The president has seldom seemed so isolated, both from the public and his own party. When he tweeted a baseless conspiracy theory that a 75-year-old protester shoved to the ground by police in Buffalo, New York, was in fact in league with the fringe anti-fascist movement known as Antifa, Republicans declined to lend their support, ducking and weaving as a reporter confronted them with a printout of the tweet.
Then a Republican-led Senate panel on Thursday last week approved a plan by US Senator Elizabeth Warren, a Democrat, to have the names of Confederate figures removed from military bases and other Pentagon assets.
Trump, apparently siding with the slave-owning losing side in the US Civil War, preemptively declared his opposition and threatened to veto legislation changing them.
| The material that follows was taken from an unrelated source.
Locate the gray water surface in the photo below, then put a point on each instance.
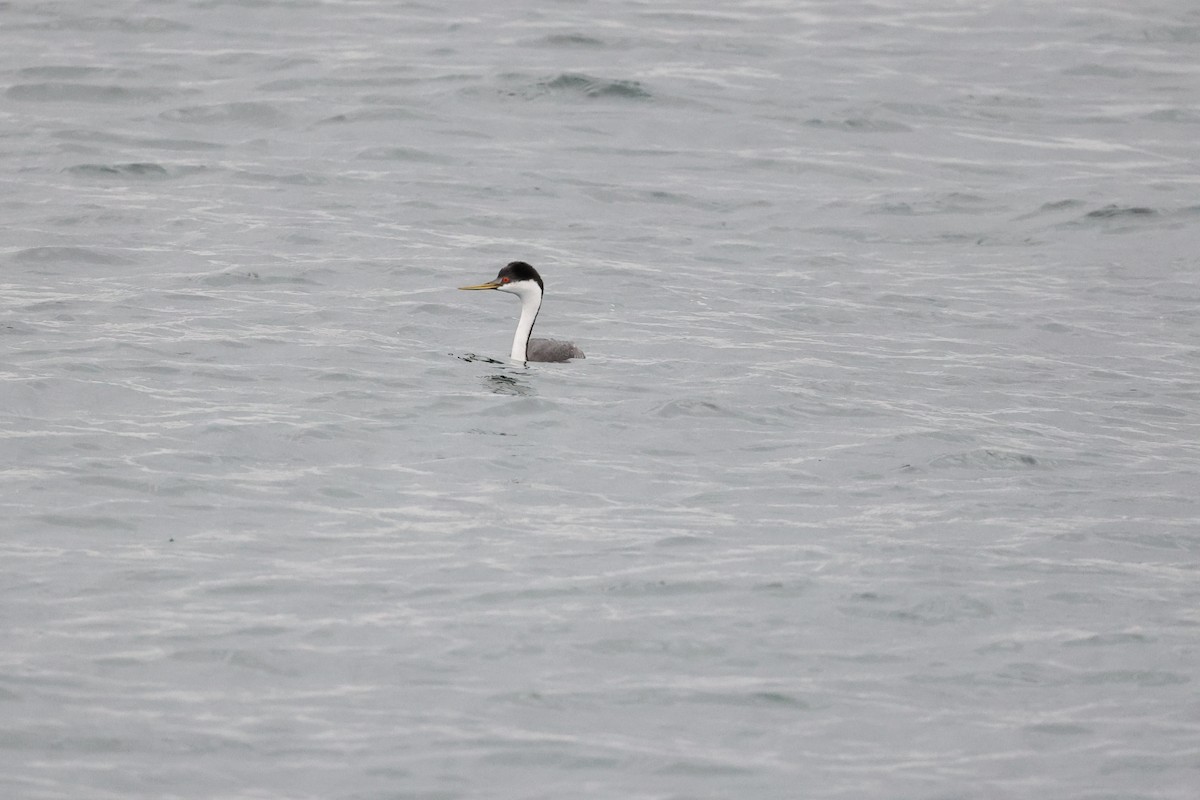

Protesters have also targeted Confederate monuments in numerous cities, prompting some state officials to consider taking them down.
US House of Representatives Speaker Nancy Pelosi, a Democrat who is pushing for Confederate statues to be removed from the US Capitol building, said of the president: “He seems to be the only person left who doesn’t get it.”
Last week NASCAR announced it would ban displays of the Confederate flag at its races, and Bubba Wallace, an African American driver, wore a T-shirt that said “I Can’t Breathe” and drove a race car with “Black Lives Matter” written on the side on a track in Martinsville, Virginia.
This was particularly resonant because NASCAR organizers and drivers have long appeared with Trump and his rallies have a NASCAR-like feel with their rambunctious atmosphere and blue collar, overwhelmingly white demographic.
On Thursday last week, two days after Floyd’s funeral, Trump announced his first campaign rally after a three-month hiatus due to the far-from-over COVID-19 pandemic.
It was declared that it would take place on June 19 — a day dedicated to honoring Black emancipation, Juneteenth — in Tulsa, Oklahoma, which was the scene of a racist massacre in 1921.
“Think about it as a celebration, my rally is a celebration.” he told Fox News on Friday last week, despite uproar at the timing and location.
However, he finally bowed to the criticism later that night, tweeting that the rally would be postponed to Saturday.
“Many of my African American friends and supporters have reached out to suggest that we consider changing the date out ... of respect for this holiday,” he wrote.
Meanwhile, Tuesday marked the fifth anniversary of Trump declaring his candidacy for president with the charge that Mexico was sending drugs, crime and rapists into the US that only a border wall could stop.
His race-baiting campaign flew in the face of conventional wisdom in an increasingly diverse US and condemned him to defeat in the popular vote — but threaded a needle in the Electoral College.
Tara Setmayer, a political commentator and former Republican communications director on Capitol Hill, said: “Anyone who knows the history of this country has to acknowledge that systemic racism is the original American sin.”
“There is a considerable amount of Donald Trump’s base that harbors these types of antiquated, bigoted attitudes toward minorities in this country. He began his entire campaign with the baseless racist birtherism charge against [former US president Barack] Obama and going after Mexicans as rapists and criminals and he is ginning up that sentiment. There’s a reason why the racists and white supremacists of this country support Donald Trump. Why is that?” she said.